Soyons honnêtes : le régime islamique ne peut même plus défendre le pays. Ses missiles ? Ce n'est pas une vraie défense. Ce n'est qu'un spectacle. Encore une salve symbolique pour protéger la face d'un État en train de s'effondrer. Ils ont même « attaqué » une base américaine et avaient déjà annoncé tous les détails à l'avance ; la salle était donc vide.
Personne ne pense aux gens. Tout comme à Gaza. Tout comme à Kaboul, Sanaa ou Khartoum. Nos vies ne comptent pas pour eux. Ils ont des missiles, ils ont du pouvoir, mais pas de mémoire, pas de responsabilité.

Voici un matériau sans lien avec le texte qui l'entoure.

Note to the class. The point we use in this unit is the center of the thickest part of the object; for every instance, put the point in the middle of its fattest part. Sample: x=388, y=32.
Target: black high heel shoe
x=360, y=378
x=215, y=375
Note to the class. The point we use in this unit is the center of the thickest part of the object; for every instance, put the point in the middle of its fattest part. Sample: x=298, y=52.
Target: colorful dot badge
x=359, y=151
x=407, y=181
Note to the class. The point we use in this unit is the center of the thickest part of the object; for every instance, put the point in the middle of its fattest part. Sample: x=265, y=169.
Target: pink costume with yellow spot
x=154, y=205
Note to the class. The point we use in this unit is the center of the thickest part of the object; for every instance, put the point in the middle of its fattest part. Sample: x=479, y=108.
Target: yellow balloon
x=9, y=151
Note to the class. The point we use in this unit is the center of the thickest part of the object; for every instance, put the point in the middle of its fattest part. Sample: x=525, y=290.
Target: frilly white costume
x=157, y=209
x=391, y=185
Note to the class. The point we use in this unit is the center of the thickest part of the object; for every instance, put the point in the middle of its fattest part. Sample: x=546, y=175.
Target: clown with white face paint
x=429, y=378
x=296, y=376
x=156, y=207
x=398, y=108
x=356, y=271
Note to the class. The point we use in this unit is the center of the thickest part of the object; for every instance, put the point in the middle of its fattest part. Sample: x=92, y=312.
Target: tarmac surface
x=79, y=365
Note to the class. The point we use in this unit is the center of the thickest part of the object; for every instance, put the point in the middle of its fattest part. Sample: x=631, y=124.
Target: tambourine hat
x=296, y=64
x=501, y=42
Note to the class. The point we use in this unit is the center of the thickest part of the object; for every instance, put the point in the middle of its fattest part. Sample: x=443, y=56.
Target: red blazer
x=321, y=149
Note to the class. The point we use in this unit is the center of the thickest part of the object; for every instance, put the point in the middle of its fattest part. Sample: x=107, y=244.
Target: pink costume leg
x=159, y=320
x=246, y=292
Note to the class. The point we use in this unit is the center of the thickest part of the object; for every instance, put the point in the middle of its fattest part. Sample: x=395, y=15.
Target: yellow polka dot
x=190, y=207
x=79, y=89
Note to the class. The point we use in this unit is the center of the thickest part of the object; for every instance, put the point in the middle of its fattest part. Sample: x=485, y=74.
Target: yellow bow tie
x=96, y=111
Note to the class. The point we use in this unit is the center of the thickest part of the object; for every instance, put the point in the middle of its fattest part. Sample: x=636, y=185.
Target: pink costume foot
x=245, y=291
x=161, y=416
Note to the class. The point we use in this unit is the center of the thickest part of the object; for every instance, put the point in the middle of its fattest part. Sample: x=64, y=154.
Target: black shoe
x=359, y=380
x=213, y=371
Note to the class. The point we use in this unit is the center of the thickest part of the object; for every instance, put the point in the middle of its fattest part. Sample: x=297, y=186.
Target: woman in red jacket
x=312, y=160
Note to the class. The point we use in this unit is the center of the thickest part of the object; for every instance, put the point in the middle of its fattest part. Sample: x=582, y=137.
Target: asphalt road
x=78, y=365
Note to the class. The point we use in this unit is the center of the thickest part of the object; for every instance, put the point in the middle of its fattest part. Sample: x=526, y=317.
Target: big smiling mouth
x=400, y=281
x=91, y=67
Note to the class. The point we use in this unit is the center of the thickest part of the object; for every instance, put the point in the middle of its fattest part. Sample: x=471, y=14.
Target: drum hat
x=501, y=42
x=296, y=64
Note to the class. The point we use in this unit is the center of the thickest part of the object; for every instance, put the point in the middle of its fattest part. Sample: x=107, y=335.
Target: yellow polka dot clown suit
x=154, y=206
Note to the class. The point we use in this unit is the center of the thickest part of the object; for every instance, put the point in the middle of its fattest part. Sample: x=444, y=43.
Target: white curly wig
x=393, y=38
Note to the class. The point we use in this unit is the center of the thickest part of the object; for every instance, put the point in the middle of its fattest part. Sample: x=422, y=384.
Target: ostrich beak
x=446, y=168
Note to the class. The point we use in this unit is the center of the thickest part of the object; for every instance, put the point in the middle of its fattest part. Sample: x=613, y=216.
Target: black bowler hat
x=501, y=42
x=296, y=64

Et à vous, en Occident, confortablement installés dans des cafés, à écrire des théories et des opinions sur nous : honte à vous. Vous n'aviez aucune réponse pour la Palestine non plus. Ni pour l'Afghanistan. Ni pour la Syrie. Ni pour nous. Si vous vous en souciez vraiment, allez combattre vos propres gouvernements. Changez les pouvoirs dans vos propres pays. Parce que nous ne serons pas sauvés par vos publications Facebook, vos tweets, votre musique ou vos danses sur les places publiques.
Je ne suis même plus déprimé. La dépression appartient à ceux qui gardent encore espoir. J'ai dépassé ça maintenant. Je reste assis tranquillement, la main posée sur la table, et j'écris. Parce qu'écrire est tout ce qui me reste. Parce que peut-être, juste peut-être, le cri de cet enfant – la voix de la fille de mon frère – traversera ces mots un jour, et quelqu'un l'entendra enfin.
+ Et juste au moment où la nouvelle du cessez-le-feu est tombée, j'ai vu une autre nouvelle : la condamnation à mort de Pakhshan Azizi a été confirmée. C'est ça la République islamique. C'est ça le visage du fascisme. Alors, allez-y, continuez d'attendre que le fascisme fasse le sale boulot à votre place.